Many of the street's stores and arcades hawk items in leather, papier-mache, cotton dresses and shirts, and relatively inexpensive liquor. Most things are not priced. The buyer must negotiate. However, at the few duty-free stores, including Sanborn's Department Store, Maxim's and Sara's, the prices are fixed.
Give Sanborn's a try first, as it belongs to the chain of the same name, which includes the famous House of Tiles in Mexico City. Sanborn's departments include an extensive book section, a bakery and a clean restaurant.
Caesar's Palace above Le Drug Store tries to re-create the Caesar salad invented at the nearby Caesar Hotel. The salad is offered as part of a buffet, so no longer is it individually prepared before your eyes.
About 10 years ago, the slums along the Tijuana River were razed for a modern retail and cultural complex.

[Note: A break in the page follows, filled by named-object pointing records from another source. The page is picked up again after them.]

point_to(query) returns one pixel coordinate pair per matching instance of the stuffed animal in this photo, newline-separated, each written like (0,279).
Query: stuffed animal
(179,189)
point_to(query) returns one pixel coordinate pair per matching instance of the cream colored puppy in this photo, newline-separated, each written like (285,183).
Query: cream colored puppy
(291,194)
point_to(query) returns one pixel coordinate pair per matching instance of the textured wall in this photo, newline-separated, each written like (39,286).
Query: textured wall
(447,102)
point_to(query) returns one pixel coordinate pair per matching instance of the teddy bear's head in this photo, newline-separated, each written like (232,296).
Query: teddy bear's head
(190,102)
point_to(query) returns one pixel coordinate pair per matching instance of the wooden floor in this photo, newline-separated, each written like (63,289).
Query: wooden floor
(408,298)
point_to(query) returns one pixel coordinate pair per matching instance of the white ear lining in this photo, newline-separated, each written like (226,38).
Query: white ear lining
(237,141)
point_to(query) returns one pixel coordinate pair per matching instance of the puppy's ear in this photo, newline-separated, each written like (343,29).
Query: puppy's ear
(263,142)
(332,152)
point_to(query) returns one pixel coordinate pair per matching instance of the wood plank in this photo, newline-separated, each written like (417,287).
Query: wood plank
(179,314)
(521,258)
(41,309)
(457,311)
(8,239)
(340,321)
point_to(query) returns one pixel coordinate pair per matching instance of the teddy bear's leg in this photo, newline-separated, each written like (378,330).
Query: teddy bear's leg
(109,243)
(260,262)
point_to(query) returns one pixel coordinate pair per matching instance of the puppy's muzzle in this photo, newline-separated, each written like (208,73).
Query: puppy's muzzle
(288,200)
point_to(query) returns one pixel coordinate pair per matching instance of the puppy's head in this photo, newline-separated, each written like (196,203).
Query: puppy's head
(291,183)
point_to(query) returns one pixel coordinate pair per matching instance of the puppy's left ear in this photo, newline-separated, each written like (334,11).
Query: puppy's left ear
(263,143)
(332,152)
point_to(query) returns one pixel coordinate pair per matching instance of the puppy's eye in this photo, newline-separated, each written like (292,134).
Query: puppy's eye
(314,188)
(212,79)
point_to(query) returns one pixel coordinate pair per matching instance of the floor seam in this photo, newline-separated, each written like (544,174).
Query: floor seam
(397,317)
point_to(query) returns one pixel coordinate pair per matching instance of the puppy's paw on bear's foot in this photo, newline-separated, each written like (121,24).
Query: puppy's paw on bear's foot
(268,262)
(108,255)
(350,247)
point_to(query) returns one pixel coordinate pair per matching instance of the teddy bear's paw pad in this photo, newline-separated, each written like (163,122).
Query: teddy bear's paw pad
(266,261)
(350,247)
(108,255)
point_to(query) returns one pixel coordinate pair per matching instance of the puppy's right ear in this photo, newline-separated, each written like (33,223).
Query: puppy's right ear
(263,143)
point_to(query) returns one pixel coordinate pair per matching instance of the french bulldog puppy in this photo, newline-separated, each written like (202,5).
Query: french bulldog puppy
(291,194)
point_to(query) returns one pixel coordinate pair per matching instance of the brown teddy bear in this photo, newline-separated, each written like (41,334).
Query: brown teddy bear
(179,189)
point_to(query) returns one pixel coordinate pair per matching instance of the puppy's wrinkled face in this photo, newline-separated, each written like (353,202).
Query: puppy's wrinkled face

The Tijuana Cultural Center is a modern building at Paso de los Heroes and Avenida Independencia. It displays exhibits from Mexico's three cultures, pre-Colombian, Spanish Colonial and Mexican.
The huge globular Omnimax Theatre with a 180-degree screen is a must. Every day at 2 p.m., El Pueblo del Sol, a cinematic tour of Mexico, is shown in English.
After your two-nation vacation, you pass through U.S. Customs at the border (have proof of U.S. citizenship or residency), walk out the door and hop aboard a trolley for the ride back to San Diego.
The last trolley departs the border at 11:30 p.m. Sunday through Friday and at 1 a.m. Sunday, if you go on a Saturday night.